Les règles de base de gestion de la pharmacie sont applicables à tous les médicaments (connaître l'état du stock à chaque instant ; déclencher, passer, suivre et réceptionner une commande ; valider le stock théorique par un inventaire...) mais des règles de gestion spéci­fique s'appliquent aux médicaments ARV, car :

  • Ce sont des traitements chroniques : un patient débutant un traitement ARV le renouvellera chaque mois pendant une longue période ou toute sa vie.
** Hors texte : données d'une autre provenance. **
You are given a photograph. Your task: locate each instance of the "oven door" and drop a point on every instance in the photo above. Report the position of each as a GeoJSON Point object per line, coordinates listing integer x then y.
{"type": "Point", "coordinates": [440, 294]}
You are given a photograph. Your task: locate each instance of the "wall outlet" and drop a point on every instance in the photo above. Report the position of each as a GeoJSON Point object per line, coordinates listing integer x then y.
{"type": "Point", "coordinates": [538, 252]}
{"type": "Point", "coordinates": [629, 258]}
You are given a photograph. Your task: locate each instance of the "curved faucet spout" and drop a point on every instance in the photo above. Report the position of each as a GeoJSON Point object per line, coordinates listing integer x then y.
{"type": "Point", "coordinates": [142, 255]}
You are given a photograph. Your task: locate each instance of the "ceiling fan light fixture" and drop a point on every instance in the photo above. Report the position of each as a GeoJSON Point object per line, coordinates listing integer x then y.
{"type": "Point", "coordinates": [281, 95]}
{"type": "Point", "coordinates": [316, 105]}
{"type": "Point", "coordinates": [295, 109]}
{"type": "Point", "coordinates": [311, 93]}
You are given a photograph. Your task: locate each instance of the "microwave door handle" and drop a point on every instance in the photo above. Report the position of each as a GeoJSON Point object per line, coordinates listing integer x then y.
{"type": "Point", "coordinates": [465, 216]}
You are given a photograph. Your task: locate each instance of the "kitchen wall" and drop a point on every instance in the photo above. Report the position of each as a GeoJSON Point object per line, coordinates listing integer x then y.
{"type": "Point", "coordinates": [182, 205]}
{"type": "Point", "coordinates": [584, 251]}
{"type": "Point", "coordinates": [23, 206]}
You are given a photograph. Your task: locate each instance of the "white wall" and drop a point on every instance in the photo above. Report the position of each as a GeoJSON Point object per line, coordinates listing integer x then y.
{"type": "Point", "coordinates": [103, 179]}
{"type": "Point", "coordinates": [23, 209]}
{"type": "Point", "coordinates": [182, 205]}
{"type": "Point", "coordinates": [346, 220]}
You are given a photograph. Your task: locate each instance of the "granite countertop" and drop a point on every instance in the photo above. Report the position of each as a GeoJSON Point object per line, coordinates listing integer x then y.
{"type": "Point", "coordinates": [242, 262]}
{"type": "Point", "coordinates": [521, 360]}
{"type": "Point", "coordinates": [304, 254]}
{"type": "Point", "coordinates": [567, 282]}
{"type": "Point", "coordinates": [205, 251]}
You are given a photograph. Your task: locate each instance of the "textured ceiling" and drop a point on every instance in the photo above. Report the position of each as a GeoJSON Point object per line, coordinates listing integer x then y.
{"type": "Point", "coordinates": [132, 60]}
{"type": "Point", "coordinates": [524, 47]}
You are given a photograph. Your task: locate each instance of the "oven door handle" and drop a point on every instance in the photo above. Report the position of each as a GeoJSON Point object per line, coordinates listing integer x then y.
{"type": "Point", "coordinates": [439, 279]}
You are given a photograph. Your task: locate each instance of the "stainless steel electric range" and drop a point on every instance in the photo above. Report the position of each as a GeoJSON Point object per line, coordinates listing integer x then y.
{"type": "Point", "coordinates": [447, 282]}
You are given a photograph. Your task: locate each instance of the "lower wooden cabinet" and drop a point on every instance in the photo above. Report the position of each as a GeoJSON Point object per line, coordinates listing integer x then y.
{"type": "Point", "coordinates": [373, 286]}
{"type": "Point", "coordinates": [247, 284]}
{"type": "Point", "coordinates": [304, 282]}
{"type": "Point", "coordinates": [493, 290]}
Ainsi pour chaque approvisionnement de la pharmacie en ARV l'évaluation des besoins est basée sur le nombre de patients déjà sous traite­ment auquel s'ajoute le nombre de patients qui vont démarrer un traitement ARV.
  • Ce sont des traitements qui deviennent inefficaces et peuvent favoriser l'appa­rition de virus résistants si l'observan­ce du patient est inférieure à 95 % des prises, c'est-à-dire si le patient rate plus de 1 prise sur 10 (dans le cas des traitements ARV contre le VIH). L'observance est égale­ment cruciale dans le cas de tuberculose ou de la lèpre. Les ruptures de stock d'ARV et autres médicaments spécifiques sont donc à éviter absolument car elles représentent une cause majeure de non observance.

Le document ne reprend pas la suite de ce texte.